S Note, the note-taking app on Samsung devices, has one new, really cool addition: Snap Note, a feature that lets you snap a picture of, say, notes written on a blackboard, or even content printed on a piece of paper. What’s very impressive about it is the fact that the subject (blackboard, paper, or anything else) need not be directly facing you when you take the picture; the software readjusts the photo and makes it straight. You can then select “Convert to Edit”, and all the text can now be edited, from changing fonts to even changing colours on the text. From our quick test at the experience zone, you really can take a picture at an angle before the software readjusts it, but it is highly dependent on the lighting conditions, as the camera will not capture until it determines that a shot can be taken.
The Galaxy Note 4 is the first Galaxy Note smartphone to feature Smart OIS in its rear camera. Coupled with a new 16MP sensor, the Galaxy Note 4 promises to capture fast-moving images with less blur and preserve more detail. As we tested it out, the camera output is still a little blurry when capturing moving objects, but we’ll give it the benefit of the doubt due to the poor lighting conditions.
Here are some sample images taken on the Galaxy Note 4 in the show floor.
Click on each image for full resolution
With every iteration of the Galaxy Note, Samsung has further refined on a winning formula that it pioneered. No other phablet comes close, while the new S Pen will likely be an indispensable tool for power users. With the Note 4, it looks like other companies will continue to play second fiddle once again.
Galaxy Note Edge
[Update] Samsung Germany PR Chris Lachmann has given us an extended preview of what you can do with the new Edge Screen on the Galaxy Note Edge.
On the other hand, the Galaxy Note Edge feels like a blast from the future. The display melts away on the right into the side, giving an “infinity pool” impression on the Note Edge. Of course, we’ve seen this before: at CES 2013, Samsung demonstrated a display technology called Youm, but has been quiet on it ever since. The thing is, while the display technology certainly is impressive, the big question lies on how best to use it?

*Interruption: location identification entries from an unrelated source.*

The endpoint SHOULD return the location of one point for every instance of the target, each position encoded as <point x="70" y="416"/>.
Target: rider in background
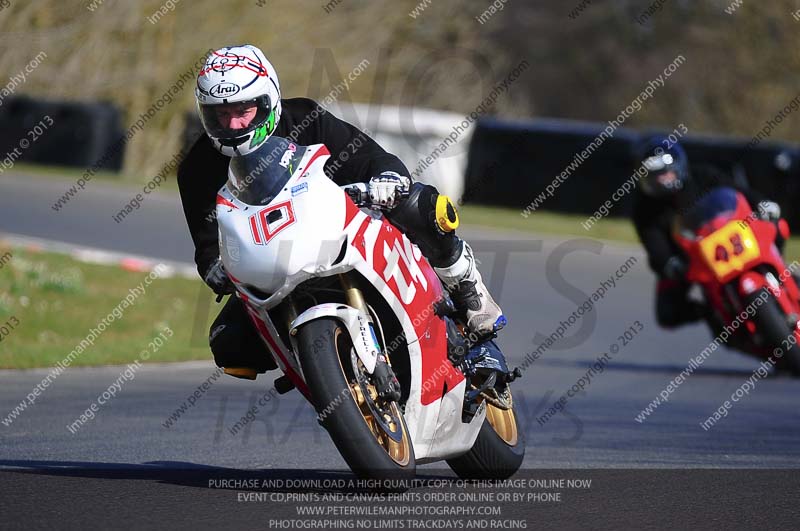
<point x="240" y="106"/>
<point x="665" y="192"/>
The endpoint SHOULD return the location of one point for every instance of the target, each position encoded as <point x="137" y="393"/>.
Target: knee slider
<point x="446" y="214"/>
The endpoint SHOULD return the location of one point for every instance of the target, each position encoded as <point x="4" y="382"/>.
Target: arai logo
<point x="224" y="90"/>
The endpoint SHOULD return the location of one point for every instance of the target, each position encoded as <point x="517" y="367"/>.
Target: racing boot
<point x="465" y="285"/>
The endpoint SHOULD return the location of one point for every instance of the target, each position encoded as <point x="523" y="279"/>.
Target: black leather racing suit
<point x="204" y="171"/>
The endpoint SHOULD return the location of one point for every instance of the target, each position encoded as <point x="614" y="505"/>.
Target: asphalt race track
<point x="127" y="452"/>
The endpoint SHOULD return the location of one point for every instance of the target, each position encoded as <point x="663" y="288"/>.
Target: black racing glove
<point x="218" y="280"/>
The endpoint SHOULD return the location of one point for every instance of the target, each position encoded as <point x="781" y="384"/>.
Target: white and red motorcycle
<point x="359" y="323"/>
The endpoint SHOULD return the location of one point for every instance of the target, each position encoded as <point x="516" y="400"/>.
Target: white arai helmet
<point x="238" y="99"/>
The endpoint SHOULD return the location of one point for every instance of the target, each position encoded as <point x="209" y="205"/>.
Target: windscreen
<point x="256" y="178"/>
<point x="719" y="202"/>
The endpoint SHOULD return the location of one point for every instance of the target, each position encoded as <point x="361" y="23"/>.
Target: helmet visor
<point x="232" y="120"/>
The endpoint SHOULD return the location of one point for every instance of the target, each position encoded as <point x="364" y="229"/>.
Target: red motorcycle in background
<point x="734" y="259"/>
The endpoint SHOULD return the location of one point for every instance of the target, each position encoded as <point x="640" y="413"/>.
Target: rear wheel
<point x="773" y="326"/>
<point x="370" y="434"/>
<point x="499" y="449"/>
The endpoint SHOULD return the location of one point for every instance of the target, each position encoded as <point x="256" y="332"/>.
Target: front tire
<point x="498" y="451"/>
<point x="374" y="446"/>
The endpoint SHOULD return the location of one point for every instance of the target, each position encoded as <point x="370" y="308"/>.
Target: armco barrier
<point x="511" y="163"/>
<point x="81" y="134"/>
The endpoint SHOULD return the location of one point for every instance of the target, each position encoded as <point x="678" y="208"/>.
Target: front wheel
<point x="499" y="449"/>
<point x="370" y="434"/>
<point x="771" y="323"/>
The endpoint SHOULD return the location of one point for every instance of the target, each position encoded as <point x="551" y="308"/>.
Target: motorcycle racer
<point x="240" y="106"/>
<point x="665" y="192"/>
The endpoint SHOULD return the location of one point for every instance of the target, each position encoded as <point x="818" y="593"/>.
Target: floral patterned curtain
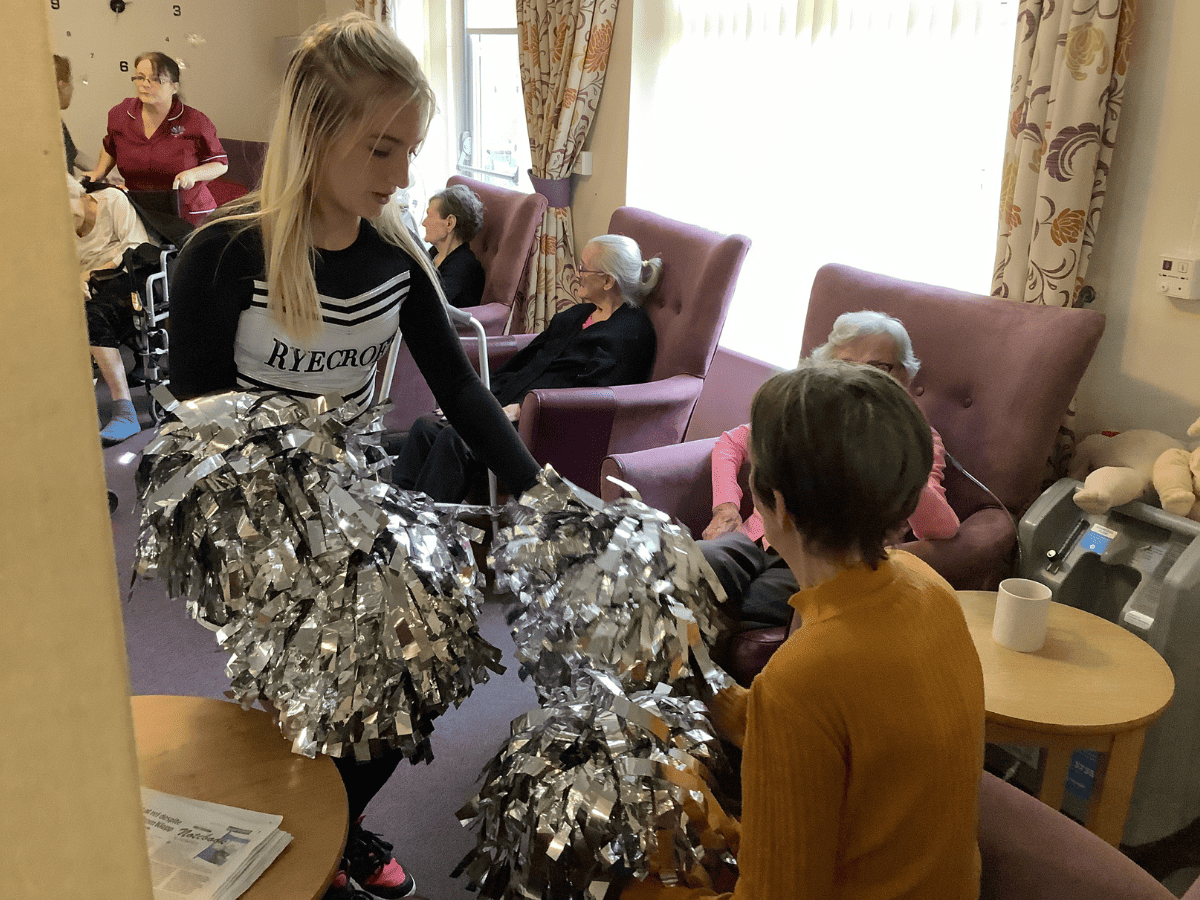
<point x="564" y="55"/>
<point x="1068" y="76"/>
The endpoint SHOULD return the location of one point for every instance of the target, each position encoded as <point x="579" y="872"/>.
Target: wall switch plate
<point x="1179" y="277"/>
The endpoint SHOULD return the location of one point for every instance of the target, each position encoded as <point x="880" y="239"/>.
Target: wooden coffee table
<point x="214" y="750"/>
<point x="1092" y="687"/>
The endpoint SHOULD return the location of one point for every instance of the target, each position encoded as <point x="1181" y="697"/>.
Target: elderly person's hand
<point x="726" y="517"/>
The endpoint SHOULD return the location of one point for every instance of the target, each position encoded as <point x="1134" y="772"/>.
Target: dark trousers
<point x="436" y="461"/>
<point x="363" y="780"/>
<point x="757" y="581"/>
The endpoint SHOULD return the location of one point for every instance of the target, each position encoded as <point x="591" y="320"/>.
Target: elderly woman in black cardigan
<point x="606" y="339"/>
<point x="453" y="217"/>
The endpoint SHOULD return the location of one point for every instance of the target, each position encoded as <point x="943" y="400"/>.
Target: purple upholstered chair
<point x="574" y="429"/>
<point x="504" y="246"/>
<point x="996" y="378"/>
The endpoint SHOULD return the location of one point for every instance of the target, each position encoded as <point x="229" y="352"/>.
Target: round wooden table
<point x="1092" y="687"/>
<point x="214" y="750"/>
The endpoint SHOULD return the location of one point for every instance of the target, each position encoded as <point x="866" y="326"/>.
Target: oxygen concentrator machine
<point x="1138" y="567"/>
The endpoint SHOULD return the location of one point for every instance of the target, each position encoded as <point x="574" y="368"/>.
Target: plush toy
<point x="1123" y="467"/>
<point x="1177" y="479"/>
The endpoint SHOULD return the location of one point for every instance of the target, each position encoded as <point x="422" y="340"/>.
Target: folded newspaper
<point x="204" y="851"/>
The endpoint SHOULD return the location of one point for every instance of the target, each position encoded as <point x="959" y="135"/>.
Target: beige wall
<point x="598" y="195"/>
<point x="71" y="822"/>
<point x="1146" y="372"/>
<point x="231" y="72"/>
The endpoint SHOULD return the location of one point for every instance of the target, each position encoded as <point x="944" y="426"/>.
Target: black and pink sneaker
<point x="369" y="862"/>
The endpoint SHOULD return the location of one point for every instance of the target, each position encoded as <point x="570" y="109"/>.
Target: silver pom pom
<point x="595" y="787"/>
<point x="347" y="605"/>
<point x="615" y="587"/>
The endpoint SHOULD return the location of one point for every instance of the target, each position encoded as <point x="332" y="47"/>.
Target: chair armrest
<point x="493" y="317"/>
<point x="501" y="348"/>
<point x="978" y="557"/>
<point x="574" y="429"/>
<point x="1031" y="851"/>
<point x="676" y="479"/>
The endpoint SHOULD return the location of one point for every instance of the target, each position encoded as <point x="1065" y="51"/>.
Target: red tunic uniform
<point x="185" y="139"/>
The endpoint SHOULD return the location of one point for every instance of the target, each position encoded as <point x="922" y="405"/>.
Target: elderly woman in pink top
<point x="754" y="575"/>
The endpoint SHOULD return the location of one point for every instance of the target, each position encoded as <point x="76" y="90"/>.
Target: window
<point x="865" y="132"/>
<point x="493" y="143"/>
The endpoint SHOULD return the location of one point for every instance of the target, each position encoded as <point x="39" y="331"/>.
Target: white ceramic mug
<point x="1023" y="607"/>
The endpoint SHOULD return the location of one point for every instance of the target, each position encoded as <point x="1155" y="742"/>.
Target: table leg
<point x="1113" y="793"/>
<point x="1054" y="775"/>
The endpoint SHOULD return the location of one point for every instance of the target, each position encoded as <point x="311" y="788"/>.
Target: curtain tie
<point x="556" y="190"/>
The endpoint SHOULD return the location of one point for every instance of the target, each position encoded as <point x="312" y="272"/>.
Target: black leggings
<point x="364" y="780"/>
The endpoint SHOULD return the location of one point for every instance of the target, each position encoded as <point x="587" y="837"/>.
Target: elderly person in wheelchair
<point x="753" y="574"/>
<point x="106" y="226"/>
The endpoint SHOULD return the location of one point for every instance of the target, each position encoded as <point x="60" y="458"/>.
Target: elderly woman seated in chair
<point x="863" y="737"/>
<point x="605" y="340"/>
<point x="453" y="217"/>
<point x="106" y="226"/>
<point x="753" y="574"/>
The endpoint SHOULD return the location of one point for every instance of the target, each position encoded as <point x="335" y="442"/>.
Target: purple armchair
<point x="504" y="246"/>
<point x="995" y="381"/>
<point x="574" y="429"/>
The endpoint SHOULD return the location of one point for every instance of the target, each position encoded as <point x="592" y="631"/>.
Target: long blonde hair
<point x="331" y="82"/>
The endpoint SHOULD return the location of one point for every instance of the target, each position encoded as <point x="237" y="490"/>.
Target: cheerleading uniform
<point x="223" y="337"/>
<point x="863" y="748"/>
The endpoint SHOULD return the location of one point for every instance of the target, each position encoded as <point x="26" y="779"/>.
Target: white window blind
<point x="868" y="132"/>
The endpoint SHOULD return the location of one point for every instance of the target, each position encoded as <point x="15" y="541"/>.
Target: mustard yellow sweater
<point x="863" y="748"/>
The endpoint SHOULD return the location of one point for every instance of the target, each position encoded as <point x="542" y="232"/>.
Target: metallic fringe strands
<point x="593" y="787"/>
<point x="347" y="605"/>
<point x="616" y="587"/>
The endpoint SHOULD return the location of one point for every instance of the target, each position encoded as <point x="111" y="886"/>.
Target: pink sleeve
<point x="208" y="148"/>
<point x="729" y="454"/>
<point x="934" y="519"/>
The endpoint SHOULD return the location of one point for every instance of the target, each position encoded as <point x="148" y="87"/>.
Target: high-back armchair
<point x="504" y="247"/>
<point x="996" y="379"/>
<point x="574" y="429"/>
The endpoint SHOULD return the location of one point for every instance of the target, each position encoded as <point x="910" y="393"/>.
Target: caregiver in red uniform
<point x="159" y="143"/>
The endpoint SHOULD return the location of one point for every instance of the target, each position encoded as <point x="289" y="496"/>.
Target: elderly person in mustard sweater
<point x="863" y="737"/>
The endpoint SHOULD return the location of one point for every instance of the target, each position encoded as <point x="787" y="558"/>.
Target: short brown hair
<point x="846" y="448"/>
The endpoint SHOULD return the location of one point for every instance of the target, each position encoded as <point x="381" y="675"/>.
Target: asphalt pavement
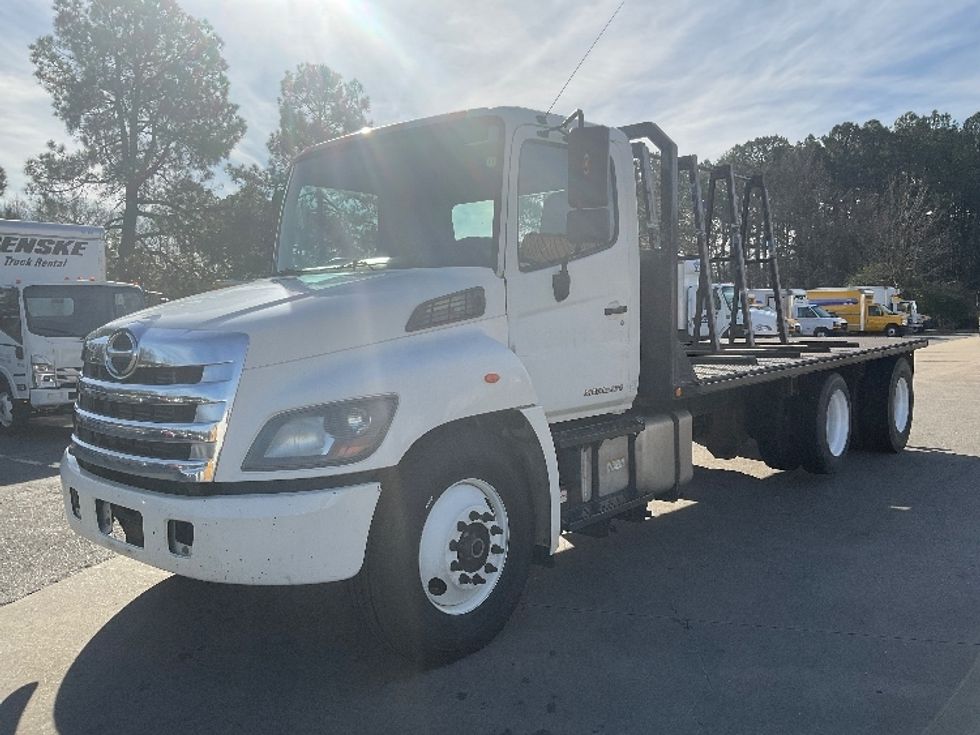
<point x="763" y="602"/>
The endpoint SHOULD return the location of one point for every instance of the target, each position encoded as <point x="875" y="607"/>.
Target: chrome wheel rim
<point x="838" y="423"/>
<point x="463" y="547"/>
<point x="901" y="402"/>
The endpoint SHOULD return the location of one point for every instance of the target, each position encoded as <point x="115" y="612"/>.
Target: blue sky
<point x="712" y="74"/>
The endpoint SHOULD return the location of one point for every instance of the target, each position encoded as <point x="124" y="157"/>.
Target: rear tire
<point x="825" y="425"/>
<point x="13" y="413"/>
<point x="887" y="403"/>
<point x="458" y="513"/>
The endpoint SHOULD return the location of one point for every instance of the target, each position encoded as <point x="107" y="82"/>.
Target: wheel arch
<point x="518" y="431"/>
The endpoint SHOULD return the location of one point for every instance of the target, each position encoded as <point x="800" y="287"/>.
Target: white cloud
<point x="711" y="75"/>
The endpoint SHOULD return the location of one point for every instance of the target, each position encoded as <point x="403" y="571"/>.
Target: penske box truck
<point x="53" y="292"/>
<point x="465" y="352"/>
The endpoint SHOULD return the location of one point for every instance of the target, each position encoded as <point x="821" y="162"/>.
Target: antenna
<point x="582" y="60"/>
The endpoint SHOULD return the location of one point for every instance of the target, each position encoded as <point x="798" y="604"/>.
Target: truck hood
<point x="62" y="352"/>
<point x="295" y="317"/>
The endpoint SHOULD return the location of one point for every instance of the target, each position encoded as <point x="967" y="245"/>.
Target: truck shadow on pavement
<point x="805" y="603"/>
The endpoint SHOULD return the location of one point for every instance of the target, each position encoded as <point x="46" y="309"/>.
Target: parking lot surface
<point x="762" y="602"/>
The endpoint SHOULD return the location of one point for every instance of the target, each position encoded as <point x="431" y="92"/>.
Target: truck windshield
<point x="422" y="197"/>
<point x="74" y="310"/>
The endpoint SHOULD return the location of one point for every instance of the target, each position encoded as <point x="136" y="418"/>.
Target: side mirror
<point x="589" y="226"/>
<point x="588" y="168"/>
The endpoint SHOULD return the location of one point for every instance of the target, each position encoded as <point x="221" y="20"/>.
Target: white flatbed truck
<point x="465" y="353"/>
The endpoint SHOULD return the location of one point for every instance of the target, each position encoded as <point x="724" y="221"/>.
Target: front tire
<point x="825" y="426"/>
<point x="449" y="551"/>
<point x="887" y="403"/>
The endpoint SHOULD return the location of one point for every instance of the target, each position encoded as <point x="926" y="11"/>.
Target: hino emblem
<point x="121" y="354"/>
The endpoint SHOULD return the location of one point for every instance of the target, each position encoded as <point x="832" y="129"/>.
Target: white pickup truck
<point x="53" y="292"/>
<point x="463" y="354"/>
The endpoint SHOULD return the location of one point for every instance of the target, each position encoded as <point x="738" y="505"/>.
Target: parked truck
<point x="814" y="321"/>
<point x="464" y="353"/>
<point x="891" y="298"/>
<point x="859" y="308"/>
<point x="764" y="319"/>
<point x="53" y="292"/>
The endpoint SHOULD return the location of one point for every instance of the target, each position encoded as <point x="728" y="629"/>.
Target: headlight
<point x="43" y="373"/>
<point x="319" y="436"/>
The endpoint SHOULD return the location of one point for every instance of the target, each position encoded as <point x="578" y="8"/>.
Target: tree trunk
<point x="127" y="242"/>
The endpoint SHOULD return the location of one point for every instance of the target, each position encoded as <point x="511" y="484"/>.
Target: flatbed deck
<point x="713" y="376"/>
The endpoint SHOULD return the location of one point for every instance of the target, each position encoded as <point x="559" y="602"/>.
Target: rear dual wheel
<point x="812" y="429"/>
<point x="887" y="404"/>
<point x="449" y="551"/>
<point x="825" y="423"/>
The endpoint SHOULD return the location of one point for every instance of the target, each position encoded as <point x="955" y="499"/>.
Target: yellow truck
<point x="858" y="306"/>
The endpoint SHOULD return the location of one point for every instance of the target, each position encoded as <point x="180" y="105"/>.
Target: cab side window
<point x="10" y="314"/>
<point x="542" y="207"/>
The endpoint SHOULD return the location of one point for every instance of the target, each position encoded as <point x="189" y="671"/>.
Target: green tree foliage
<point x="315" y="104"/>
<point x="869" y="203"/>
<point x="142" y="90"/>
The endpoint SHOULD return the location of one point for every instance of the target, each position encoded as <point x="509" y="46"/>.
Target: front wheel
<point x="886" y="406"/>
<point x="449" y="551"/>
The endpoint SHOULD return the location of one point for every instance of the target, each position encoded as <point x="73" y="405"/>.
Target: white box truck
<point x="891" y="298"/>
<point x="764" y="320"/>
<point x="814" y="321"/>
<point x="464" y="352"/>
<point x="53" y="292"/>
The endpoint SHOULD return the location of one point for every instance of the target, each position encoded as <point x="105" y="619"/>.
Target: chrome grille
<point x="167" y="419"/>
<point x="66" y="377"/>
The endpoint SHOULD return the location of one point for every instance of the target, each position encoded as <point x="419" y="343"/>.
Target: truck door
<point x="572" y="311"/>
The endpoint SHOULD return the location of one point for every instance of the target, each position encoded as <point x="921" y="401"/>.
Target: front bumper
<point x="284" y="538"/>
<point x="53" y="397"/>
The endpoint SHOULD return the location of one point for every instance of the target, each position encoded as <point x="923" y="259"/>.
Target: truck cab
<point x="53" y="292"/>
<point x="858" y="307"/>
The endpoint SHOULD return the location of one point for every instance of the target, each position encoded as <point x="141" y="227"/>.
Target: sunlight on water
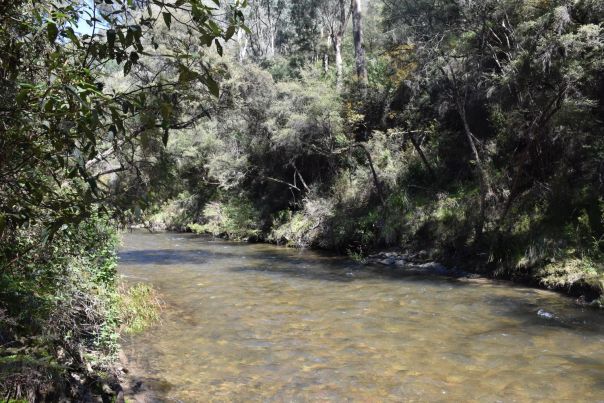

More than a year on since its reveal, not much has changed: the 2560 x 160 strip – called Edge Screen – offers short cuts to commonly used apps, and changes contextually based on which app is open. In the camera app, for example, the side strip contains all buttons, including shutter, settings and mode selection, lending almost the entire screen as a viewfinder.
But beyond that, proper use of the Edge Screen remains scarce. Samsung is toying with the idea of a notifications ticker, or another area to personalise your phone, but beyond that, the company quite simply does not yet know. Perhaps it is for that reason that the company has released a software development kit (SDK) to allow developers to craft apps that fully utilise the Edge Screen. Who knows? It may actually prove to be useful.
At the moment, though, the Galaxy Note Edge does not feel entirely revolutionary. There aren’t actually any compelling reasons to choose this over the Note 4, which will likely cost a lot less. The hardware on both devices are almost entirely similar too: besides having a smaller battery (3000mAh), the Note Edge’s effective display is also slightly smaller, at 5.6-inches across, to accommodate the Edge Screen.
The Note Edge is also almost 6mm wider than the Note 4, making it pretty unwieldy – using it with one hand is almost impossible. Nevertheless, the introduction of an extended display could have the potential to unlock some amazing uses that we may not think of just yet.
Who knows, this may be another Galaxy Note moment for Samsung.